David Jenkins in Little White Lies: “Corneliu opines that there’s a certain poetry how the figures move on this snow-covered pitch, to which his father responds abruptly, ‘There is no poetry here.’ As with 12.08 East of Bucharest and Police, Adjective, The Second Game is about opposing definitions of poetry, and just as details of the men’s relationship and political machinations of the time can be drawn as much from the long pauses in conversation as the words spoken, so too can poetry be found and anticipation be generated from this football match in which nothing happens.”
Denis Côte‘s Bestiaire made my top ten of 2012, his Vic + Flo Saw a Bear, my top ten of 2013. Unfortunately, a first viewing of Joy of Man’s Desiring (Que ta joie demeure) didn’t grip me with quite the same force.
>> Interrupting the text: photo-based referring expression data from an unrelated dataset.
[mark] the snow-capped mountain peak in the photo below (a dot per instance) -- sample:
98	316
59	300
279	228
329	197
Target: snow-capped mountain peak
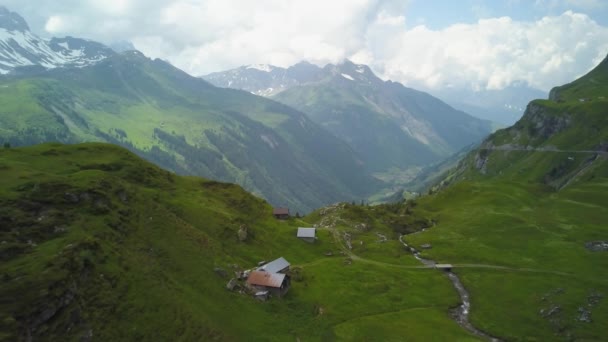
19	47
12	21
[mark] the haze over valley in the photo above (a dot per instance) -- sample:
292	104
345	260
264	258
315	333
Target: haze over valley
256	171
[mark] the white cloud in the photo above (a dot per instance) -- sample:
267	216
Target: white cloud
494	53
202	36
The opening promises intrigue. A woman (Emilie Sigouin) looks over her shoulder, straight into the camera, and tells us that she’s prepared for a long-term relationship, or rather, prepared to prepare, provided we meet certain conditions. Primarily, we—or whoever else it might be that she’s speaking to, we can’t be sure, but ultimately, we—and her are going to have to work hard to build trust. If we cross her, she’ll destroy us. But if we prove worthy of her trust and love, she’ll reveal her “secrets.”
Who is this woman? Capitalism is an idea that was floated during a post-screening discussion. I tend toward work, just plain cold work, the obvious subject of Joy. “I let myself be haunted by the terrifying idea that we all have to work and eventually find serenity, rest, a sense of accomplishment,” says Côté in his director’s statement. He raises “abstract questions that only a fairly abstract film can address. At first, I wanted to film the effort and beauty in the movements of work… I knew it would lead to an allegory. I also knew the device would be shattered along the way, and that I’d include some trickery using actors.” The trailer pretty well captures what he was shooting for at first:
But the trailer doesn’t hint at any of the considerable trickery with actors. These involve casual conversations about jobs on the one hand and stagey recitals of declamatory texts on the other, all happening at the workplace. In one sequence, “This is half my life” is shouted over and over. It could well be that closer study of what’s said and how it’s said might reveal something more, but for the time being, from what I could glean the first time around, Joy isn’t, overall, as challenging or engaging as the film by Côté it most closely resembles, Bestiaire.
WHAT OTHERS ARE SAYING
In the Hollywood Reporter, Stephen Dalton winds up going a tad more harsh that I would: “Moving between different industrial spaces, Côté’s method mostly consists of artfully composed static shots and slow zooms into heavy machinery. These scenes have a stark, vaguely menacing beauty…. Joy of Man’s Desiring constantly hints at interesting themes—like the psychology of manual labor in a mechanised age, or the broad cultural mix of Francophone immigrants among Quebecois factory workers—but never develops them with sufficient depth. Rich subject, poor delivery.”